タイ・プミポン前国王「火葬指揮」を前に風俗嬢も喪服姿

2017年10月20日 08時00分

サムイ島の風俗嬢も黒服だが、笑顔

【アツいアジアから旬ネタ直送「亜細亜スポーツ」】さる13日はタイ・プミポン前国王(享年88)の一周忌だった。バンコク市内はじめ、タイ各地では追悼行事が行われ、テレビも王宮内での儀式の中継一色。この1年、丁重に安置されてきた遺体は26日に正式な火葬式を迎える。王宮前広場に1年かけて建設してきた火葬用の施設は既に完成しており、当日に向け、厳重警備が敷かれている。

 死去のときも国中が哀悼と自粛ムードで、様々なイベントが中止になるなどしたが、今月末も同じ。出張や観光、夜遊びでタイを訪れる観光客は、25~29日の国葬期間に注意すべきことがある。

 まず服装だ。公務員は13日から服喪期間に入り、黒い服を着用して勤務。一般国民も黒服姿が非常に目立ち、やはり外国人も黒っぽい服のほうが無難だ。観光客なら問題視されないが、服装で哀悼を表現することで、地元民から親しみを持たれるはずだ。

 派手な服だけでなく、赤と黄色は避けたい。タイではタクシン派と反タクシン派の対立が長年続いており、これには王室も絡んで政治的問題になっている。タクシン元首相派のイメージカラーが赤で、反タクシン派が黄色。服の色で政治的アピールしていると思われると、トラブルに巻き込まれる可能性がある。

 音楽関連イベントや大規模なパーティーは中止。南部のリゾートでは、満月の夜の名物「フルムーン・パーティー」が取りやめとなり、楽しみにしていた白人客が暴れる騒ぎがあった。また、ビーチ沿いのバーでも音楽は流していないため、それに抗議するかのように自分たちのスマホやタブレットで音楽を大音量で流す白人たちがおり、現地で問題になっている。

 風俗も自粛ムード。
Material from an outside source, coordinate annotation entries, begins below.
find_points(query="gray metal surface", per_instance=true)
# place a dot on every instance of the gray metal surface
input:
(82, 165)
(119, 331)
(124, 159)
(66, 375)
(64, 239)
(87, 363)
バンコクの日本人向け歓楽街・タニヤは酒の提供や呼び込みは禁止。営業しない店も多かった。ゴーゴーバーで有名なナナプラザやパッポンは全面休業。人気ビーチリゾート・パタヤも巨大ゴーゴーバー通り「ウオーキングストリート」は休業。南部のリゾートも軒並みネオンが消えた。休みを見越し、帰省する風俗嬢も増えそうだ。

 また酒が販売禁止になる可能性も。ミニバーのあるホテルなら大丈夫な場所もあるが、コンビニやレストランでは購入、注文できないかもしれない。

 前出の“赤と黄の対立”はこの1年、喪に服す意味で平穏を保ってきたが、喪が明けたら表面化するという予測がある。政権を握る軍部(反タクシン派)は、タクシン派が国葬を妨害する可能性があると警告し、注意を呼びかけている。26日の火葬日は「何かが起こるかも」といわれており、日本大使館も在留邦人に対し、不測の事態に気を付けるよう勧告している。  

☆室橋裕和(むろはし・ひろかず)=1974年生まれ。週刊文春記者を経てタイ・バンコクに10年居住。現地日本語情報誌でデスクを務め周辺国も飛び回る。3年前に東京へ拠点を移したアジア専門ライター。